Mt 22,15-21

In questo brano di Matteo è chiaro che il rapporto tra Gesù e i farisei è ormai molto teso. Quanto Gesù ha affermato del Regno, di sé, e di loro, è troppo per accettarlo. Si cercano strategie, si studiano le modalità per mettere alla prova Gesù.  Ma anche i farisei senza saperlo dicono di Gesù e riconoscono in Lui quanto riconosce e dice la folla. Gesù è il maestro, è veritiero, è la verità, e soprattutto è un uomo libero (non hai soggezione di nessuno). Proprio per questo conosce i pensieri e le intenzioni nascoste del cuore e della mente degli uomini, e riesce a rimanere sempre libero, anche davanti a questa domanda:

È lecito, o no, pagare il tributo a Cesare?

Gesù non è venuto a stabilire ciò che è lecito e ciò che non lo è, ciò che è giusto e ciò che non lo è. Lui è venuto ad indicare e tracciare la via del bene, della misericordia, della libertà. A differenza dei farisei, infatti, Lui non obbliga, non costringe, non pretende che gli uomini obbediscano alla legge di Dio. La propone come una possibilità bella, una possibilità di vita, come una via per la felicità.

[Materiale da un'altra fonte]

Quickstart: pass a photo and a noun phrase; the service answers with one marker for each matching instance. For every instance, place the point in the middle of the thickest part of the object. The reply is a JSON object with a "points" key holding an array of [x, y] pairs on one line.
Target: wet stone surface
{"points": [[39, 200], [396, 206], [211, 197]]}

E allora davanti a questa domanda provocatoria, Gesù non va in confusione, è semplice, e da Maestro ancora una volta invita a dare agli uomini ciò che spetta agli uomini e a Dio quel che è di Dio. Sono due livelli diversi, due dimensioni da non confondere, ma da rispettare e considerare per quelle che sono.

Il problema non è pagare le tasse a Cesare, ma piuttosto non dare a Dio il primo posto. Si potrebbe capovolgere la domanda: è lecito dare a Dio ciò che è di Dio?

Forse questa è la confusione che portiamo dentro, non distinguere e non sapere più quello che è di Dio. Dalla confusione nasce la schiavitù tante volte, dalla non chiarezza la paura che l’altro mi sta togliendo qualcosa. Dare a Dio ciò che è di Dio è semplicemente vivere nella gratitudine, non sostituirlo con gli altri e con le cose.